So funktioniert das neue Leistungsverweigerungsrecht
Um zu verstehen, wie das neue Leistungsweisen funktioniert, muss das Verhältnis von Leistung und Gegenleistung mit und ohne Leistungsverweigerungsrecht verglichen werden.
Dies gilt grundsätzlich
Bei vertraglichen Schuldverhältnisse ist zwischen Leistung und Gegenleistung zu unterscheiden. Das Leistungsverweigerungsrecht setzt bei der Verpflichtung zur Erbringung der Gegenleistung, also der Zahlungspflicht, an.
Kann oder will ein Schuldner nicht zahlen, dann wird er regelmäßig durch eine Mahnung, soweit eine solche nicht ausnahmsweise entbehrlich ist, in Verzug gesetzt. Der Schuldner ist dann in einem ersten Schritt zum Ersatz des Verzögerungsschadens verpflichtet, § 280 Abs. 1, Abs. 2, 286, 288 BGB. Ab Verzugseintritt schuldet also beispielsweise der Schuldner nicht nur Verzugszinsen, sondern auch Kosten die für eine außergerichtliche Tätigkeit eines mit dem Forderungseinzug beauftragten Rechtsanwalts anfallen.
Nach der Konzeption des BGB ist es grundsätzlich so, dass es dabei unerheblich ist, aus welchem Grund der Schuldner nicht leistet, also ob er nicht kann oder nicht will.
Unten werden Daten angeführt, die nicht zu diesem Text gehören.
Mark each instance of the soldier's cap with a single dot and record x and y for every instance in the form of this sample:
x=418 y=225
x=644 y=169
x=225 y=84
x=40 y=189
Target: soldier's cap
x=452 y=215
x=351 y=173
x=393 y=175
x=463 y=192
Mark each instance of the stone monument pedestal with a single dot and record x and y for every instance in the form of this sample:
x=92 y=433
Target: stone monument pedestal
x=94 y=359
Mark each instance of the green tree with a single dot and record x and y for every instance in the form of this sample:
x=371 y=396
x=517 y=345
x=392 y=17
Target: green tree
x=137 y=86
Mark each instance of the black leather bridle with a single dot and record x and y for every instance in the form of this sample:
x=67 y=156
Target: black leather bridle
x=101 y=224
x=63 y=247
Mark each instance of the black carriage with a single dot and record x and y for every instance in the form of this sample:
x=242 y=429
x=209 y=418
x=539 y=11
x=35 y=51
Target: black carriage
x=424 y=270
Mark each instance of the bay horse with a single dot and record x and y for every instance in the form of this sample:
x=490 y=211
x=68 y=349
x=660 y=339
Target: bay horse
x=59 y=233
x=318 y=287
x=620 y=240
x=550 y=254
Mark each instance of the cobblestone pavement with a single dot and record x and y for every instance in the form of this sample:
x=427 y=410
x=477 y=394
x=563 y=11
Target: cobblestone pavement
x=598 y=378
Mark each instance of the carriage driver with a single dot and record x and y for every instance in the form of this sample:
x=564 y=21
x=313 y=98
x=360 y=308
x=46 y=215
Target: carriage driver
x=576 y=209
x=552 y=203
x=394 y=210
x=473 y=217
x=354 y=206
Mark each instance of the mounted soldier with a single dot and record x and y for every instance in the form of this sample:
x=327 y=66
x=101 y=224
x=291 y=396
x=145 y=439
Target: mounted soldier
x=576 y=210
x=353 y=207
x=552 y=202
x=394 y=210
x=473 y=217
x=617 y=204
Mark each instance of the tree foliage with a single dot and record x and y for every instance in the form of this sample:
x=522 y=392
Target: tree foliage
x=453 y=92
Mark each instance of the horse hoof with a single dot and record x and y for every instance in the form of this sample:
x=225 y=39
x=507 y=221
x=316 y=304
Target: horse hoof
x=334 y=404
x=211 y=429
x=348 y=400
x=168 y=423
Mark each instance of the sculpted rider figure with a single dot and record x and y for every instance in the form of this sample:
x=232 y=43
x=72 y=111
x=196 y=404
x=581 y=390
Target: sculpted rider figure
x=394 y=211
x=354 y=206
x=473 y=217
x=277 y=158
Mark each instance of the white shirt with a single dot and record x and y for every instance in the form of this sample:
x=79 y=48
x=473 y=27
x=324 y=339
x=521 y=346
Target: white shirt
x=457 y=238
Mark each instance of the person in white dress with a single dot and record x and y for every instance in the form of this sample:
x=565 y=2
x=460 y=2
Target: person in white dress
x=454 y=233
Es spielt auch keine Rolle, ob eine mangelnde Leistungsfähigkeit verschuldet oder unverschuldet ist, denn wie eingangs erwähnt gilt der Grundsatz „Geld hat man zu haben“, also dass jeder für seine finanzielle Leistungsfähigkeit einzustehen hat.
Das gilt (ausnahmsweise) zunächst vom 01.04 bis zum 30.06.2020
Das jetzt neue geschaffene Leistungsverweigerungsrecht hat zur Folge, dass der Schuldner die Durchsetzbarkeit des Gegenanspruchs verhindern und somit dem Entstehen von Sekundäransprüchen vorbeugen kann. Es handelt sich rechtstechnisch um eine sog. rechtshemmende Einwendung, die der Schuldner einredeweise geltend machen muss. Der Schuldner kann damit auch eine Kündigung des Vertrags abwenden.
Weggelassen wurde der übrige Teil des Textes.